Jackson Jambalaya is the home of Trollfest '07. Catch this great event which promises to leave NE Jackson & Fondren in flames. Sonjay Poontang and his band headline the night with a special steel cage, no time limit "loser must leave town" bout between Alan Lange and "Big Cat"Donna Ladd following afterwards. Kamikaze will perform his new song F*** Bush, he's still a _____. Did I mention there was no referee? Dr. Heddy Matthias and Lori Gregory will face off in the undercard dueling with dangling participles and other um, devices. Robbie Bell will perform Her two latest songs: My Best Friends are in the Media and Mama's, Don't Let Your Babies Grow up to be George Bell. Sid Salter of The Clarion-Ledger will host "Pin the Tail on the Trial Lawyer", sponsored by State Farm.

There will be a hugging booth where in exchange for your young son, Frank Melton will give you a loooong hug. Trollfest will have a dunking booth where Muhammed the terrorist will curse you to Allah as you try to hit a target that will drop him into a vat of pig grease. However, in the true spirit of Separate But Equal, Don Imus and someone from NE Jackson will also sit in the dunking booth for an equal amount of time. Tom Head will give a reading for two hours on why he can't figure out who the hell he is. Cliff Cargill will give lessons with his .80 caliber desert eagle, using Frank Melton photos as targets. Tackleberry will be on hand for an autograph session. KIM Waaaaaade will be passing out free titles and deeds to crackhouses formerly owned by The Wood Street Players.

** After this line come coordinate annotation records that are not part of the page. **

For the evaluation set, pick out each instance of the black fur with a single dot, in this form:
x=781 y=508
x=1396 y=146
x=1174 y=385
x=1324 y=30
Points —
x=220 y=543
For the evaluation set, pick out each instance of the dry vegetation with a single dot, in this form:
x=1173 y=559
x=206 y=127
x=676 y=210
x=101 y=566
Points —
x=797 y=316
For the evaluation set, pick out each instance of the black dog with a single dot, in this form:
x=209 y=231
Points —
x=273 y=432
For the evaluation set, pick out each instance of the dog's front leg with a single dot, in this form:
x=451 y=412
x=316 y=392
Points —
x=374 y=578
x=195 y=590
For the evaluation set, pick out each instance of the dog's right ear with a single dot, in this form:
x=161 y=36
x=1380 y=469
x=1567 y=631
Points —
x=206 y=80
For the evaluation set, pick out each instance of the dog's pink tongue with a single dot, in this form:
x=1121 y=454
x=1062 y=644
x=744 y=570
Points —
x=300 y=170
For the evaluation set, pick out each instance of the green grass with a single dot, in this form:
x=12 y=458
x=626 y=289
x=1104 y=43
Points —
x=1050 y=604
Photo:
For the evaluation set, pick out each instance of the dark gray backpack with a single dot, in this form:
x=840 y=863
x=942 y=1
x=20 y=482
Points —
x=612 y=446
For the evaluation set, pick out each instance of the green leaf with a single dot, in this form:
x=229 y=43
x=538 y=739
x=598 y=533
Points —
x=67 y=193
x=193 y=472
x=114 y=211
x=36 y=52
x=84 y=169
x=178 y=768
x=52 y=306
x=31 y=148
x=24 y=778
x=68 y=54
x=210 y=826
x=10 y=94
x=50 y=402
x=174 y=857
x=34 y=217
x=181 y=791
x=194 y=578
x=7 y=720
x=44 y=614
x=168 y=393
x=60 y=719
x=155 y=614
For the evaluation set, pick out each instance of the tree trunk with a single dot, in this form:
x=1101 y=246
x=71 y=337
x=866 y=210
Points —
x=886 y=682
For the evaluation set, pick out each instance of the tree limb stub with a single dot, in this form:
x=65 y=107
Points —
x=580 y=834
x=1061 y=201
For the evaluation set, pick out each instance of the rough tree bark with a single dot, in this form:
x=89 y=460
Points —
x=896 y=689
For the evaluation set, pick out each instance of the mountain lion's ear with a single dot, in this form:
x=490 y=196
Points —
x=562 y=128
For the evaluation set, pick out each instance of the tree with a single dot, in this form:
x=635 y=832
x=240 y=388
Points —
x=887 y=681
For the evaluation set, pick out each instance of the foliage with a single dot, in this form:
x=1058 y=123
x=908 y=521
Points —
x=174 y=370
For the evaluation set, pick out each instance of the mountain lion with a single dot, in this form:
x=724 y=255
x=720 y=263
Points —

If you get tired come relax at the Fox News Tent. To gain admittance to the VIP section, bring either your Republican Party ID card or a Rebel Flag. Bringing both will entitle you to free drinks.Get your tickets now. Since this is an event for trolls, no ID is required, just bring the hate. Bring the family, Trollfest '07 is for EVERYONE!!!

This is definitely a Beaver production.